After the attack the German captain grounded the badly damaged Rigel on the island of Rosøya, which probably saved the lives of the 267 survivors. The number of casualties is 2571, including seven Norwegians.

Also heavily damaged and grounded was the collier Korsnes, built in 1936 for the Bergen company Kr. Jebsen. There were six casualties on this ship, which was salvaged in 1946 and continued in use until 1965.

=== Memorial ===
The wreck remained half-sunk until 1969, when it was demolished and the remains of the dead buried in the Tjøtta International War Cemetery on the island of Tjøtta. The cemetery was consecrated in 1970, in memory of those killed on the Rigel. All the graves are anonymous, but a memorial stone in the form of a cross has been erected on the site.

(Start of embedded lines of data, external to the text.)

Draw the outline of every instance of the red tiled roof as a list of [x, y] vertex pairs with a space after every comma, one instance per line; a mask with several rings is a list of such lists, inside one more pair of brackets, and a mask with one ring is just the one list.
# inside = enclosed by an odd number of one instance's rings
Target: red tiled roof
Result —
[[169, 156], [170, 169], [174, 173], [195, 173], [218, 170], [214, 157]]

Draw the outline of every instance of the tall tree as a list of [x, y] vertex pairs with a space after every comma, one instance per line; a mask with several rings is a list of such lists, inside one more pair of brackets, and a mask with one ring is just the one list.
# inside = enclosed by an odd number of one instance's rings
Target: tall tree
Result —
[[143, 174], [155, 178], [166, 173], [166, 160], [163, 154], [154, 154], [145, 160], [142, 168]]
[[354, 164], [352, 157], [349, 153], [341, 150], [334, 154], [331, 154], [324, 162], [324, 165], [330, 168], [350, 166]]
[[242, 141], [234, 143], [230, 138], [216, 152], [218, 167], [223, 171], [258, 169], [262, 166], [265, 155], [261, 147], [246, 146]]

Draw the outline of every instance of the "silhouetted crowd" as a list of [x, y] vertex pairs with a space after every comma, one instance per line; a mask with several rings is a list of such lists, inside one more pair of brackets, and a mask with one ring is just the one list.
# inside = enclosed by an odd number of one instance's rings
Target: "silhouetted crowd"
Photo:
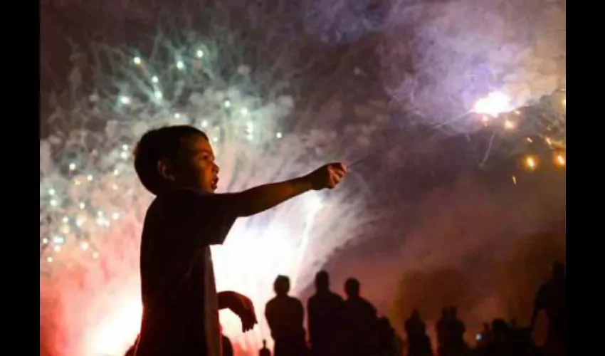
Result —
[[[274, 341], [274, 356], [565, 356], [565, 273], [555, 262], [552, 276], [537, 293], [531, 325], [520, 328], [513, 320], [497, 318], [483, 325], [474, 347], [465, 341], [466, 328], [456, 307], [444, 308], [436, 325], [436, 350], [433, 350], [426, 325], [417, 309], [405, 321], [406, 340], [401, 340], [386, 318], [361, 296], [359, 281], [344, 283], [346, 298], [330, 289], [330, 276], [315, 276], [315, 293], [307, 304], [308, 340], [304, 327], [305, 308], [291, 295], [290, 279], [279, 276], [273, 284], [275, 296], [265, 308]], [[546, 344], [538, 347], [532, 333], [540, 311], [548, 318]], [[127, 353], [127, 356], [129, 354]], [[231, 342], [223, 336], [223, 355], [233, 356]], [[263, 340], [259, 356], [270, 356]]]
[[[290, 280], [275, 279], [275, 297], [267, 303], [265, 316], [275, 342], [275, 356], [564, 356], [567, 355], [565, 272], [555, 262], [552, 276], [538, 291], [531, 325], [520, 328], [513, 320], [497, 318], [485, 323], [474, 347], [464, 339], [466, 328], [455, 306], [444, 308], [436, 323], [436, 350], [433, 350], [426, 325], [417, 309], [405, 322], [404, 342], [386, 318], [379, 318], [376, 308], [360, 294], [359, 282], [344, 283], [346, 299], [330, 289], [325, 271], [315, 276], [315, 294], [307, 302], [308, 342], [303, 325], [304, 308], [288, 295]], [[546, 312], [548, 337], [544, 347], [532, 338], [538, 313]], [[266, 345], [261, 356], [270, 352]]]

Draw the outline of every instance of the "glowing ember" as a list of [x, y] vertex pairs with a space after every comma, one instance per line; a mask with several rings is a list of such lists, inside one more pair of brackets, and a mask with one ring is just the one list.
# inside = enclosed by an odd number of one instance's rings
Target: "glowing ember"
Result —
[[537, 160], [535, 157], [527, 156], [525, 157], [525, 165], [527, 166], [527, 168], [533, 170], [537, 166]]
[[473, 107], [473, 111], [478, 114], [487, 114], [495, 117], [513, 109], [510, 101], [510, 98], [503, 93], [491, 93], [485, 98], [477, 100]]

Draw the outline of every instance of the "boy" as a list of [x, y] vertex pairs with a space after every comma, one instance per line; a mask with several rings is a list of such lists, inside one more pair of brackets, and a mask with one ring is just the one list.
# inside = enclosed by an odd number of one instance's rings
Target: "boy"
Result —
[[208, 137], [190, 126], [146, 133], [135, 153], [141, 183], [156, 199], [141, 240], [143, 318], [137, 356], [220, 356], [219, 310], [256, 323], [252, 303], [216, 293], [209, 246], [222, 244], [236, 219], [249, 216], [309, 190], [332, 189], [346, 174], [340, 163], [299, 178], [239, 193], [215, 194], [219, 167]]

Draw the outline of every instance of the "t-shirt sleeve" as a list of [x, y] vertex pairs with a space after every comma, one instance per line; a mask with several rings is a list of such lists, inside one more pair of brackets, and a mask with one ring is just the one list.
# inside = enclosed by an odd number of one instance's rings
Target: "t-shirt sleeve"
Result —
[[166, 213], [180, 238], [191, 239], [198, 246], [223, 244], [237, 216], [217, 196], [179, 189], [167, 197]]

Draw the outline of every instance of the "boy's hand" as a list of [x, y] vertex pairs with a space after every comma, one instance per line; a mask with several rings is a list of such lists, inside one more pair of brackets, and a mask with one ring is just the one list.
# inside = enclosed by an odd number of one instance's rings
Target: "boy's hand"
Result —
[[336, 187], [347, 174], [347, 167], [342, 163], [330, 163], [311, 172], [307, 177], [315, 190], [331, 189]]
[[252, 330], [254, 325], [258, 323], [256, 320], [256, 314], [254, 313], [254, 305], [246, 295], [236, 292], [221, 292], [219, 298], [223, 299], [219, 303], [224, 305], [233, 312], [241, 320], [241, 331], [246, 333]]

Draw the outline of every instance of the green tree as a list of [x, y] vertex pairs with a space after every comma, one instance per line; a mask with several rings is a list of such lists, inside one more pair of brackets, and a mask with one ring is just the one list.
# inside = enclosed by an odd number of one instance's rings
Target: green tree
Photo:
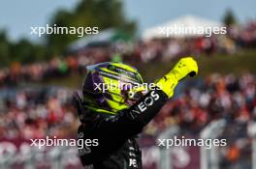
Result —
[[232, 10], [227, 10], [227, 12], [223, 17], [223, 22], [227, 26], [237, 24], [237, 18], [236, 18], [234, 13], [232, 12]]
[[8, 41], [7, 32], [0, 31], [0, 66], [4, 67], [10, 63], [10, 42]]
[[[136, 23], [129, 21], [123, 13], [120, 0], [82, 0], [72, 12], [59, 10], [50, 25], [64, 27], [99, 27], [100, 30], [116, 28], [134, 35]], [[53, 54], [61, 54], [68, 44], [79, 37], [73, 34], [48, 35], [47, 44]]]

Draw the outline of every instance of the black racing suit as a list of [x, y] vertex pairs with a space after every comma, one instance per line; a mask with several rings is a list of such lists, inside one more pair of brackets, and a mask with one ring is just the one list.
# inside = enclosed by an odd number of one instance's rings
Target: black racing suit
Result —
[[155, 117], [167, 99], [163, 91], [155, 89], [115, 116], [99, 115], [93, 123], [80, 125], [79, 139], [96, 139], [98, 142], [97, 146], [79, 149], [84, 168], [143, 168], [137, 134]]

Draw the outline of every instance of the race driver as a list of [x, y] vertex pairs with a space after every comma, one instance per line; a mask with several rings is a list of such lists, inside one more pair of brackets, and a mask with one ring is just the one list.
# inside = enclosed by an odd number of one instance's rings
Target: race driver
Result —
[[[143, 168], [137, 135], [174, 96], [178, 82], [198, 73], [196, 61], [192, 57], [180, 59], [150, 90], [138, 87], [143, 78], [128, 65], [108, 62], [86, 69], [82, 97], [79, 93], [74, 97], [81, 122], [78, 138], [97, 143], [79, 148], [84, 169]], [[109, 85], [108, 90], [103, 84]], [[125, 84], [137, 87], [120, 88]]]

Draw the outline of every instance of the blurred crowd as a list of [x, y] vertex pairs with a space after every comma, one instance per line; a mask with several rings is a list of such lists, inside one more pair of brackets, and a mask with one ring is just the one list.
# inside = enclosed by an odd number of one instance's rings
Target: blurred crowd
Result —
[[48, 87], [0, 91], [0, 138], [76, 135], [72, 91]]
[[146, 132], [154, 135], [168, 126], [176, 124], [197, 133], [217, 119], [240, 125], [256, 121], [254, 75], [244, 73], [236, 77], [234, 74], [211, 74], [201, 82], [188, 81], [184, 93], [165, 104]]
[[[227, 35], [210, 38], [162, 39], [134, 43], [115, 42], [111, 45], [83, 47], [66, 57], [50, 61], [20, 65], [14, 63], [0, 70], [0, 87], [21, 82], [43, 81], [80, 72], [86, 65], [106, 61], [166, 62], [183, 55], [206, 53], [235, 53], [238, 48], [256, 46], [256, 21], [243, 26], [230, 26]], [[116, 54], [118, 53], [118, 54]]]
[[[147, 126], [145, 134], [157, 135], [173, 124], [198, 133], [220, 118], [241, 125], [256, 120], [256, 79], [250, 73], [240, 77], [211, 74], [204, 80], [187, 81], [183, 88]], [[77, 124], [70, 89], [10, 89], [0, 94], [2, 136], [40, 137]]]

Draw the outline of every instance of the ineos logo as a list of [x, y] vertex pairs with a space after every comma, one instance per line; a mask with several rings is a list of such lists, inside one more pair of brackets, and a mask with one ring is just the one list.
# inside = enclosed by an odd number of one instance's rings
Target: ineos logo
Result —
[[143, 112], [144, 112], [149, 106], [153, 105], [154, 101], [159, 99], [159, 95], [155, 93], [155, 91], [152, 91], [148, 97], [146, 97], [144, 99], [143, 99], [138, 106], [135, 107], [135, 109], [132, 109], [132, 116], [139, 115]]

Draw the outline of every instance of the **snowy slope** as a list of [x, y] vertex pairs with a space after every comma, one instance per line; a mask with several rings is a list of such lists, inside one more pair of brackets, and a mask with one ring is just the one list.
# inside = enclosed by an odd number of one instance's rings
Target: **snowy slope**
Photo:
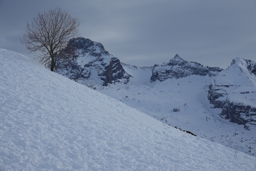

Also in 1970, a song ("Riegal") based on the story of the Rigel was released by the American psychedelic folk group Pearls Before Swine on their album The Use of Ashes.

The Norwegian broadcaster NRK produced a short news video in 2004 to mark the 60th anniversary of the disaster, with an interview with one of the survivors, 83-year-old Asbjørn Schultz. Three weeks later, having told his story, Schultz died. The video contains some underwater footage of the wreck. In a radio broadcast in 1966 Schultz said that the convoy had come under attack at about 11.00 by about 40 aircraft. Many prisoners escaped from the ship only to drown while trying to reach land, he said.